Solaris, un yacht appartenant à Roman Abramovich, naviguait apparemment sans destination précise sur la Méditerranée, depuis plusieurs jours. Mais lundi, il a bien accosté en Turquie, à Bodrum, sous l’accueil de manifestants brandissant des drapeaux ukrainiens. Mardi, un deuxième superyacht appartenant à Abramovich, Eclipse, long de 162,5 mètres, comprenant deux héliports, neuf étages, une piscine, un système anti-missiles, et naviguant sous drapeau bermudien, a posé ses amarres en Turquie, à 80 km du premier, à Mamaris, rapporte Reuters.
Les deux yachts sont passés finement à côté des eaux des pays qui imposent des sanctions, dont le gel ou la saisie des yachts, aux oligarques russes. Mais le milliardaire russe en posséderait encore d’autres, selon les données de sites spécialisés comme Super Yacht.
La Turquie, un refuge pour les oligarques?
Bien qu’elle condamne la guerre, la Turquie n’enjoint pas les sanctions prononcées par l’est, et s’y dit même opposée. De la sorte, elle pourrait attirer les oligarques russes qui veulent continuer à faire des affaires. En tout cas, elle y compte bien. « Nous agissons de manière sensible sur des questions telles que le transfert de l’argent des oligarques en Turquie », indique une source proche du pouvoir à Ankara, à Reuters.
La semaine dernière, Abramovich est même rapidement passé à Istanbul. Selon une source citée par Reuters, en contact avec le miliardaire russe, lui et d’autres oligarques voudraient en effet investir en Turquie. La source ne donne pas plus de détails, mais indique qu’Abramovich voudrait travailler et acheter des actifs en Turquie.
Mais cette « initative » de la Turquie ne fait pas l’unanimité dans le paysage politique. Des opposants à Erdogan, comme Utku Cakirozer, député du principal parti d’opposition CHP, estiment que ce jeu d’équilibriste, et la présence des yachts sous embargo partout ailleurs en Europe, pourrait mener le pays dans une situation délicate, à échelle internationale.
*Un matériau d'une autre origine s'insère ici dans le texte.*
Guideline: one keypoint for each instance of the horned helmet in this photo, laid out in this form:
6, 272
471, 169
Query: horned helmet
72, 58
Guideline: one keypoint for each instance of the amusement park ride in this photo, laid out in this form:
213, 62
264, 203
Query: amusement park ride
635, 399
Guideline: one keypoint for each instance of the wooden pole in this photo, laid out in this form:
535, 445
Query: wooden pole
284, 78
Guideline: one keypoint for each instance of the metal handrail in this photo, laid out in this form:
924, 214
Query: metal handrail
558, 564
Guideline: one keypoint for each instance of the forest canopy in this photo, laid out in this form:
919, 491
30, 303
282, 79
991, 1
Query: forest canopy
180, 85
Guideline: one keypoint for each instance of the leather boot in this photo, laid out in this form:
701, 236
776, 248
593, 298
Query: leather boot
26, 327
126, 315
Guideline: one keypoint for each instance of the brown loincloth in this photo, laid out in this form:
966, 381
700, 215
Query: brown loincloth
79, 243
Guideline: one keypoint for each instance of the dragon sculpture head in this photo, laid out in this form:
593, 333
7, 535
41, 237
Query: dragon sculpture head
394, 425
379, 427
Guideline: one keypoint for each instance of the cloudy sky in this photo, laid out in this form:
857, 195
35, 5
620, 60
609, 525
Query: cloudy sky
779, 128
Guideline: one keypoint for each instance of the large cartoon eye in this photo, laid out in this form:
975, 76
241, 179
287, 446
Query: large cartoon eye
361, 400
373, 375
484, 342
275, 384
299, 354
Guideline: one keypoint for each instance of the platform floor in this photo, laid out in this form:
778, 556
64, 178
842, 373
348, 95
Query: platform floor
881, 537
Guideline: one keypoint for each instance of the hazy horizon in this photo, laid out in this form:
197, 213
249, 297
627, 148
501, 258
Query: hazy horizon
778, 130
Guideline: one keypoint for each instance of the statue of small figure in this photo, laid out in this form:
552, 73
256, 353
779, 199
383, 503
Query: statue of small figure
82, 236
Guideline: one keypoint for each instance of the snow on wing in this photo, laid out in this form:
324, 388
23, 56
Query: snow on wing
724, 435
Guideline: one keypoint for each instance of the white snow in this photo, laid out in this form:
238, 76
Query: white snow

Surtout qu’avec les demandes ukrainiennes et géorgiennes d’adhésion à l’Union européenne, la Turquie revient en force avec sa demande également.
Mais la Turquie a des relations économiques et diplomatiques fortes avec l’Ukraine et Russie. Elle a d’ailleurs mainte fois proposé d’organiser des négociations entre les deux parties. Le Premier ministre néerlandais, Mark Rutte, en visite d’Etat à Ankara mardi, a souligné l’importance du dialogue que le pays peut tenir avec les deux parties. « C’est une des seules lignes ouvertes que nous avons vers les deux pays », a-t-il déclaré. « Nous serions très favorables à ce que la Turquie applique toutes les sanctions, mais je pense que nous devons aussi nous réjouir du fait que la Turquie joue son rôle diplomatique. »
La neutralité et la diplomatie d’un côté, tout en attirant des capitaux de l’autre, pourrait en tout cas être une situation gagnant-gagnant pour la Turquie. A voir à quel point l’Occident réagira, si les oligarques s’y établiront de plus en plus.